🤖 AI Summary
Remote sensing change detection (RSCD) faces a key challenge under mask supervision: while spatial localization is accurate, semantic transition modeling between bi-temporal images remains inadequate due to temporal semantic inconsistency. To address this, we propose TaCo, the first network that integrates a text-guided transition generator with joint spatiotemporal semantic constraints to explicitly model semantic transformation relationships between bi-temporal features. Our method fuses textual semantics with bi-temporal visual representations and introduces dual feedback reconstruction and transitional discrimination constraints—enhancing semantic consistency without increasing inference overhead.
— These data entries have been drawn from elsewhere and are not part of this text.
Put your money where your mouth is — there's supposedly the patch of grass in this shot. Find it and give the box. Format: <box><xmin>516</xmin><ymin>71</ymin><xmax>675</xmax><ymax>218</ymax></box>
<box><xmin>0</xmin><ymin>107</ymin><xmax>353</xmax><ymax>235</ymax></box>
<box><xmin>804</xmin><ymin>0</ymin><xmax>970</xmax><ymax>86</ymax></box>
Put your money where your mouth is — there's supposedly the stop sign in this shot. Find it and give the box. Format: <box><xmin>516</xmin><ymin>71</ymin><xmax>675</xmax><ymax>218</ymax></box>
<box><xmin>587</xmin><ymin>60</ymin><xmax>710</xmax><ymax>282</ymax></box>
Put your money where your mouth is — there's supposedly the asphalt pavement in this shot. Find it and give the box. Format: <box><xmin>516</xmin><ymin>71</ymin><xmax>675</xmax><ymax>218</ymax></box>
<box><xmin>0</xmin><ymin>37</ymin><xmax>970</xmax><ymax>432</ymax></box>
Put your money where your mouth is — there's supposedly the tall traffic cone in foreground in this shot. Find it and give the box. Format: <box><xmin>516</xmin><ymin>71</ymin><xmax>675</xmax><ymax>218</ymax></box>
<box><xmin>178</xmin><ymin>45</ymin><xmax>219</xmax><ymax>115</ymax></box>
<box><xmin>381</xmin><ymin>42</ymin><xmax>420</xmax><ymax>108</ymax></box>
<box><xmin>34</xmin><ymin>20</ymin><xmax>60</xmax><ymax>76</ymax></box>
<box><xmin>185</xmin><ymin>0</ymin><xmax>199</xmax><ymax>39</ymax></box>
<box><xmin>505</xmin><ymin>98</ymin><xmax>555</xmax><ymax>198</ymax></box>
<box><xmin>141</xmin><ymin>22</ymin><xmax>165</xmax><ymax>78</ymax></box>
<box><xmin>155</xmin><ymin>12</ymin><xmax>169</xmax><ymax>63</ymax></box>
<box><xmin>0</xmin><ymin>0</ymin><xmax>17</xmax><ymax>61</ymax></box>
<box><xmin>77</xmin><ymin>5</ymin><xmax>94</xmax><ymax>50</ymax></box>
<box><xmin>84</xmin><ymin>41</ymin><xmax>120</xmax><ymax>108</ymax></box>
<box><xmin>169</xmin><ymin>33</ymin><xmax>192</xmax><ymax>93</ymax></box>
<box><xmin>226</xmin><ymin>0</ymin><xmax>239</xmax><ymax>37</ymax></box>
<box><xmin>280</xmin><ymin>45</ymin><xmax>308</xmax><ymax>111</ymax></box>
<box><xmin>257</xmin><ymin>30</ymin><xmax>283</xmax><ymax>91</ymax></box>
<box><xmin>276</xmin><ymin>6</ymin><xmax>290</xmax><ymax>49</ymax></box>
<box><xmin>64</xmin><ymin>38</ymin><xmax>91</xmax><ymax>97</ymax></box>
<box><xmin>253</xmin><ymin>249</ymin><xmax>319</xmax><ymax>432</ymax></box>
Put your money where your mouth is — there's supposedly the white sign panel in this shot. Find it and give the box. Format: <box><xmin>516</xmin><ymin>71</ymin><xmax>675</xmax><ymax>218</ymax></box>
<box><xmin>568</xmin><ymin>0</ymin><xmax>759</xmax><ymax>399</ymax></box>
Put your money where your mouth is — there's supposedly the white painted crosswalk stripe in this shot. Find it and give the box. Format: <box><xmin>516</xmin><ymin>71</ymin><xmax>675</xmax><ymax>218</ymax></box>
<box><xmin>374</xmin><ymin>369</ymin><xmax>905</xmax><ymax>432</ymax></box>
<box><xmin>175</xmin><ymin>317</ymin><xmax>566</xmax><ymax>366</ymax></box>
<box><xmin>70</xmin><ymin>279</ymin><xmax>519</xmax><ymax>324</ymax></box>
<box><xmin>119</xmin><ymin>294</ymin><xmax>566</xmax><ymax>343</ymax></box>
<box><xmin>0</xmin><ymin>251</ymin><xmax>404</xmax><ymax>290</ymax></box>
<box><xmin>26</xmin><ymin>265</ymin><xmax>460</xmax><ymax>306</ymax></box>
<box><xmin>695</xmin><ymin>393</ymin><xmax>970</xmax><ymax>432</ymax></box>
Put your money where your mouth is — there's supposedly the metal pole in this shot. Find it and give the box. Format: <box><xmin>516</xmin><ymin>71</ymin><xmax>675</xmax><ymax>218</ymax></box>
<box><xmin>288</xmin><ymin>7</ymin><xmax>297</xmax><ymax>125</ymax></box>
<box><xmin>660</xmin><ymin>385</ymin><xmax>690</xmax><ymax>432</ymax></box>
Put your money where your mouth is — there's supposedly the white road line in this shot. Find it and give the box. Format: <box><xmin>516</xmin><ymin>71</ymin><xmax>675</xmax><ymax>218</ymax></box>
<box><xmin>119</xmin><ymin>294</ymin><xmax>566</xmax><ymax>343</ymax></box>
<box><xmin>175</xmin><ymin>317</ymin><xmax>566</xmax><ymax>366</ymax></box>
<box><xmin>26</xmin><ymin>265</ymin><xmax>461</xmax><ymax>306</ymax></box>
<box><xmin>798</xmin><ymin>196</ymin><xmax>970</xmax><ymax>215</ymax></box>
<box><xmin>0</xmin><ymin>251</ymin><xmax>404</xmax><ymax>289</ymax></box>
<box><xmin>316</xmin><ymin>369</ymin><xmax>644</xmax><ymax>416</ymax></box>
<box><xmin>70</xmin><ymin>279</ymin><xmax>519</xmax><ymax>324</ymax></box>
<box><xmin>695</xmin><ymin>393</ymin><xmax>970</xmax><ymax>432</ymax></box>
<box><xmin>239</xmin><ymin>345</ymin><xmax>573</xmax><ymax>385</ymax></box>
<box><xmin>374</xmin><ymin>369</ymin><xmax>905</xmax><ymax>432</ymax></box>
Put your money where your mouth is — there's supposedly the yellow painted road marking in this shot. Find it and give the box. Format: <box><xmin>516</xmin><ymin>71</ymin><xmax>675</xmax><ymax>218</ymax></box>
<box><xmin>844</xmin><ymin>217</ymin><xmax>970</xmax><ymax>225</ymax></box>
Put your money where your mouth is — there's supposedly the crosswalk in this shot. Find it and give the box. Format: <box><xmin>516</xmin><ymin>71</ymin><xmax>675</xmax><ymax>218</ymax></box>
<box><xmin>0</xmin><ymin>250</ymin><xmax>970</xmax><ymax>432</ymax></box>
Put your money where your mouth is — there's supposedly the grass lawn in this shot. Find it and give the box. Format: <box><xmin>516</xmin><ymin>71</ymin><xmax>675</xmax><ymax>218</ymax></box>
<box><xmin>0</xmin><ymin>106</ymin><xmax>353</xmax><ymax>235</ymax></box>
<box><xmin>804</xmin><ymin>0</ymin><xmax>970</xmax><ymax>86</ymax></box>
Evaluated on six public benchmarks covering both binary and semantic change detection tasks, TaCo achieves state-of-the-art performance across all datasets, significantly outperforming existing methods.
📝 Abstract
Remote sensing change detection (RSCD) aims to identify surface changes across bi-temporal satellite images. Most previous methods rely solely on mask supervision, which effectively guides spatial localization but provides limited constraints on the temporal semantic transitions. Consequently, they often produce spatially coherent predictions while still suffering from unresolved semantic inconsistencies. To address this limitation, we propose TaCo, a spatio-temporal semantic consistent network, which enriches the existing mask-supervised framework with a spatio-temporal semantic joint constraint. TaCo conceptualizes change as a semantic transition between bi-temporal states, in which one temporal feature representation can be derived from the other via dedicated transition features. To realize this, we introduce a Text-guided Transition Generator that integrates textual semantics with bi-temporal visual features to construct the cross-temporal transition features. In addition, we propose a spatio-temporal semantic joint constraint consisting of bi-temporal reconstruct constraints and a transition constraint: the former enforces alignment between reconstructed and original features, while the latter enhances discrimination for changes. This design can yield substantial performance gains without introducing any additional computational overhead during inference. Extensive experiments on six public datasets, spanning both binary and semantic change detection tasks, demonstrate that TaCo consistently achieves SOTA performance.